Initially, we hypothesized that osteocalcin may have been involved in integrating the skeletal mutagenesis with the global repercussions on glucose homeostasis and energy metabolism. However, the unexpectedly low production and strikingly low circulating levels of osteocalcin in the Vhl-deficiency models (that reflect impaired terminal osteoblast differentiation and low bone turnover, as discussed below) are not in correspondence with a dominant role for osteocalcin signaling in the systemic phenotype of our mice. The serum levels of osteocalcin (total and undercarboxylated forms) are generally inversely related to plasma glucose, fat mass, and the degree of insulin resistance in mice and humans (3, 28, 29). Osteocalcin–/– mice show an obese phenotype with hyperglycemia, hypoinsulinemia, and reduced insulin secretion and sensitivity compared with WT mice (3). The reduced insulin sensitivity of the constitutive Vhl cKO mice may thus possibly be explained through the endocrine actions of osteocalcin, but certainly not their hypoglycemic and lean phenotype. In fact, the low blood glucose levels in both our Vhl-deficient mouse models would be expected to lower insulin production and increase insulin sensitivity; yet these responses were not seen, suggesting that counteracting mechanisms may have been operating to increase insulin production and reduce insulin sensitivity. Low osteocalcin would be expected to reduce insulin sensitivity (3), which could reflect a contribution of the low osteocalcin levels to the global metabolic phenotypes. With regard to the insulin levels, however, low osteocalcin cannot provide such a counteracting mechanism, as low osteocalcin is itself associated with reduced insulin production and secretion. The reasons underlying the aberrantly normal insulin levels in these hypoglycemic mice thus remain enigmatic.
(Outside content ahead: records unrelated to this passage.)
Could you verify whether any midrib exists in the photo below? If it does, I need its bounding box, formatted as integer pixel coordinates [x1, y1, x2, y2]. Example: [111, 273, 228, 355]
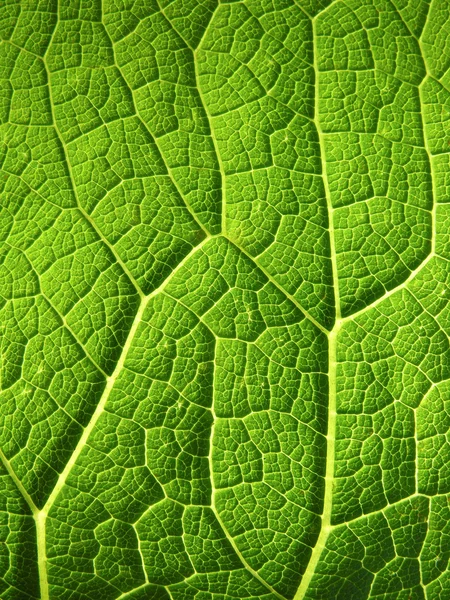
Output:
[294, 17, 343, 600]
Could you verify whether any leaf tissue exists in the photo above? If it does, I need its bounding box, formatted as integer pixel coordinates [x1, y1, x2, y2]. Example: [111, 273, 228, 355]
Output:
[0, 0, 450, 600]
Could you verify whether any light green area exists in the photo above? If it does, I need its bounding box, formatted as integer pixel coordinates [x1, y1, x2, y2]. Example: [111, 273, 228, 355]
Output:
[0, 0, 450, 600]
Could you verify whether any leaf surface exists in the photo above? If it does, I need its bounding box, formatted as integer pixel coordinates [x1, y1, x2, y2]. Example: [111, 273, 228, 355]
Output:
[0, 0, 450, 600]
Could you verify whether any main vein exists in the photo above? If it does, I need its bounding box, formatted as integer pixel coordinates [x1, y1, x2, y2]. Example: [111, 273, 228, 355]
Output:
[294, 19, 342, 600]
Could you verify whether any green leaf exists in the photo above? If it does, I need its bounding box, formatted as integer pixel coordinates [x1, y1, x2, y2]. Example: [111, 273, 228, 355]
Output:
[0, 0, 450, 600]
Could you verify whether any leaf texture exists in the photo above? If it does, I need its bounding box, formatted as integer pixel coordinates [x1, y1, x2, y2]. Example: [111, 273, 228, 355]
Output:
[0, 0, 450, 600]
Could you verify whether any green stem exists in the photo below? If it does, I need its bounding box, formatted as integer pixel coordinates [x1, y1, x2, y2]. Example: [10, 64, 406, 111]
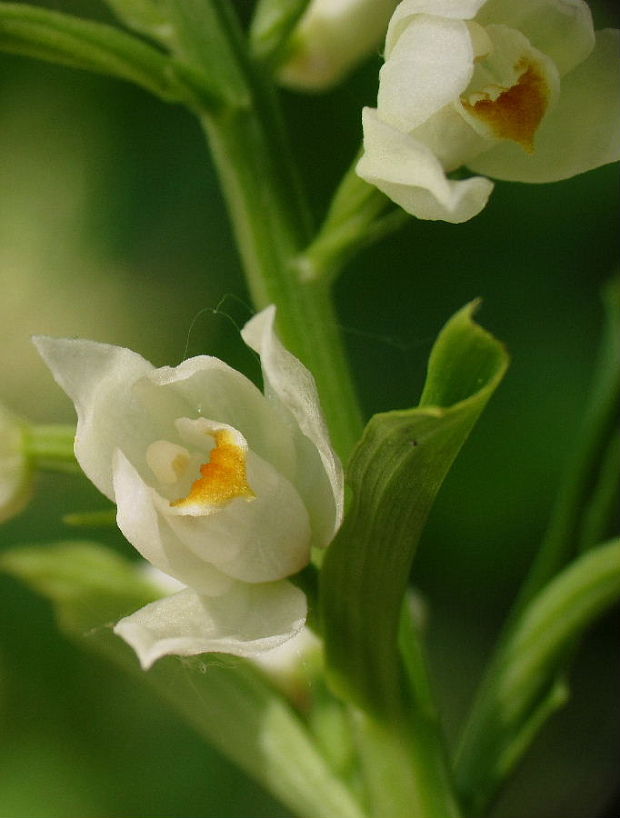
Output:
[455, 540, 620, 818]
[354, 707, 461, 818]
[515, 278, 620, 611]
[24, 424, 79, 472]
[172, 3, 362, 457]
[295, 151, 411, 281]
Given that the alterations in global glucose homeostasis in mice with Vhl inactivation could not be simply explained through the known endocrine actions of insulin or osteocalcin, our findings support the notion that osteolineage cells can impact global energy metabolism through other as-yet-uncharacterized mechanisms, as suggested previously (6–8).
Cellular glucose utilization by osteoblasts as a determinant of global energy homeostasis. Intriguingly, while the low blood glucose levels in Vhl-depleted mice could not be explained by increased production of or sensitivity to insulin, nor by increased levels of osteocalcin, they instead correlated significantly with increased skeletal uptake of glucose from the circulation, as evidenced by in vivo 18F-FDG tracer experiments. While glucose uptake was overall increased in bones of the mutant mice, 18F-FDG levels were normal in the majority of soft tissues (such as liver, spleen, lungs, heart, stomach, and skeletal muscle, as determined in resting conditions, under general anesthesia [see Supplemental Table 1]). Strikingly, already in a basal (WT) setting, the skeleton presented as a major contributor to the body’s glucose consumption, accounting for almost 15% of the glucose uptake from the blood in anesthetized mice. This uptake is similar to or even higher than that seen in some of the established glucose-avid tissues such as heart, liver, and brain, a finding that is in line with other recent work (30). Plausible explanations are the large total contribution of the skeleton to the body and the high energetic demands associated with bone formation and maintenance. In accordance with this latter notion, we found that within bone, the most marked glucose-avid cell types were those residing on and in proximity of the trabecular and cortical bone surfaces, corresponding to osteoprogenitors and osteoblasts by location and morphology. Osteocytes appeared to contribute little to glucose consumption in murine bones.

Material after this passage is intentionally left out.